Buyers received a mortgage commitment which contained the following “proviso”:

“Applicant/borrower to provide: Evidence that the sale of borrower’s previous residence ... has been completed resulting in net proceeds of at least $90,000....” Id. at 1278.

The buyers did not sell their home and their attorney informed the sellers’ attorney that the buyers would not be able to accept the bank’s conditional commitment. The sellers refused to return the buyers’ deposit. The purchasers filed suit and moved for summary judgment.

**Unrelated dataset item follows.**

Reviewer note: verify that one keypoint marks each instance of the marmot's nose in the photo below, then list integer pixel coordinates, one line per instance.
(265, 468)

The appellate court, affirming the trial court’s grant of summary judgment, reasoned that:

“It was or should have been clear to the sellers that what buyers wanted and needed was a loan that was *461subject to no conditions or only conditions that were within their sole control.... It is inconceivable that any seller could believe that a buyer would agree to be bound by a contract if the loan commitment contained conditions beyond their sole ability to satisfy.” Id. at 1279, quoting Farrell v. Janik, 225 N.J. Super. 282, 542 A.2d 59 (1988).

The McKenna court noted that the requirement for sale of the buyers’ own home was not within the buyers’ power to control. Accordingly, the bank’s “proviso” rendered the commitment conditional, not “firm.” The court also explained that not all contingencies imposed by a bank would make a commitment “less firm.” For example, requiring buyers to produce verification of employment would not affect “firmness” because the buyer had the ability to control compliance.

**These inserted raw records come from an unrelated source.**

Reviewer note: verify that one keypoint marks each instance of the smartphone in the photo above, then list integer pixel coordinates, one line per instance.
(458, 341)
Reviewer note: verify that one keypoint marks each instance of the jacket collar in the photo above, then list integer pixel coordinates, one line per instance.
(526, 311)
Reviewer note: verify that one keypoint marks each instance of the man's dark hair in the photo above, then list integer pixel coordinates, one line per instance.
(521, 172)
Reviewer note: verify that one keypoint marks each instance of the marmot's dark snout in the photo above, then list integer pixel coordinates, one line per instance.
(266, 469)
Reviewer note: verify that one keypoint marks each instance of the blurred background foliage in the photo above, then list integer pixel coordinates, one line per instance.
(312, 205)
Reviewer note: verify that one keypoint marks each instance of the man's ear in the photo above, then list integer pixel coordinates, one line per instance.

The McKenna court concluded that:

“A purchaser has secured a firm commitment if any contingency is within his power alone to fulfill. If the fulfillment of the contingency is not within the sole control of the purchaser, the language of the contingent commitment should be interpreted to relieve him of his obligation under the realty contract. In such a case, the purchaser clearly bargained for the right to void the land purchase contract when the contingency could not be met.” Id. at 1280. (emphasis added)

A mortgage commitment may also be considered not “firm” on the basis of “implied” conditions in the mortgage commitment letter. For example, in Northeast Custom Homes Inc. v. Howell, 230 N.J. Super. 296, 553 A.2d 387 (1988), buyers of certain real estate sued to recover their deposit from the sellers. The agreement of sale between the parties conditioned performance upon *462buyers’ procurement of a mortgage commitment, which the buyers did obtain. Subsequently, the bank revoked the commitment when the husband-buyer’s employer fired him. Reasoning that the bank’s commitment was subject to the implied condition that there would be no substantial adverse change in the borrowers’ financial status between the date of application and the date of closing, the court held that the buyers’ obligation to perform was subject to not only obtaining a mortgage commitment but also the availability at closing of the mortgage proceeds. Without satisfaction of both conditions, the court concluded, buyers had no duty to perform and were entitled to return of their deposit.

The Pennsylvania Superior Court reached an identical result in Rosen v. Empire Valve & Fitting Inc., 381 Pa. Super. 348, 553 A.2d 1004 (1989), in which the prospective mortgagor withdrew a commitment prior to settlement. The Rosen court held that the revocation of a “firm” mortgage commitment excused performance by the buyers, who were entitled to return of their deposit.

In the case sub judice, Eplers resisted return of Pottses’ down payment even though the Pottses were unable to control not only the imposition of Great Valley’s contingency but also the sale of their own home. Traditionally courts have protected innocent buyers from forfeiture. See Northeast Custom Homes Inc. v. Howell, 553 A.2d at 391, and cases cited therein.

As noted above, Pottses were not able to sell their own home and to satisfy Great Valley’s contingency, which rendered its commitment conditional and not “firm.” Accordingly, Pottses were entitled to the return of their deposit, and our order which granted Pottses’ motion for summary judgment was proper.